Pâque(s) : avec ou sans “s”

31 mars 2018

Cet article est paru dans un numéro précédent de LaïCités (N°7, avril 2017)

Pictogramme Anbileru Adaleru

Pictogramme Anbileru Adaleru

Avec ou sans « s », Pâque(s) n’a pas la même signification. Pâques est une fête chrétienne qui commémore la résurrection de Jésus-Christ. La Pâque au singulier, autrement appelée Pessah, est une fête juive qui rappelle l’Exode des Hébreux hors d’Égypte. Cette année, les deux célébrations sont très proches dans le calendrier. Les chrétiens célèbrent Pâques le 1er avril. La fête dure environ huit jours pour les juifs : elle commence le 30 mars et s’achève le 7 avril.

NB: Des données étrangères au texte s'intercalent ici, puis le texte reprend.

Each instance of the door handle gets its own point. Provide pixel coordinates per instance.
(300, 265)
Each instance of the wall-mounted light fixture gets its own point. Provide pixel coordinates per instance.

En hébreu, le mot Pessah signifie « le saut ». Il fait référence à l’épisode biblique des dix plaies d’Égypte au cours duquel Dieu épargne les premiers-nés de son peuple élu en « sautant pardessus » leurs maisons, préalablement marquées. À l’origine, il existait deux fêtes juives au printemps : Hag Ha-Pessah, durant laquelle on sacrifiait un agneau et on badigeonnait de son sang le pourtour des portes des maisons, et Hag Ha-Matsoth, cérémonie agricole du début des moissons, où l’on consommait du pain sans levain. Elles ont été associées très tôt. Durant Pessah, les croyants ont interdiction d’utiliser du levain en souvenir de leurs ancêtres qui ont quitté l’Égypte à la hâte, sans avoir eu le temps de laisser lever le pain. La matsa, le pain sans levain, marque donc symboliquement le passage de la servitude à la liberté.

La veille de Pessah, les hamets, c’est-à-dire tous les produits issus de la fermentation du blé, du seigle, de l’orge, de l’avoine et de l’épeautre, doivent être sortis de la maison. La veille, les fidèles suivent une cérémonie de recherche des hamets pour vérifier qu’il n’en reste plus à l’intérieur. Ceux qui seraient retrouvés peuvent être vendus à une personne non juive. Un repas rituel appelé seder marque le début de Pessah.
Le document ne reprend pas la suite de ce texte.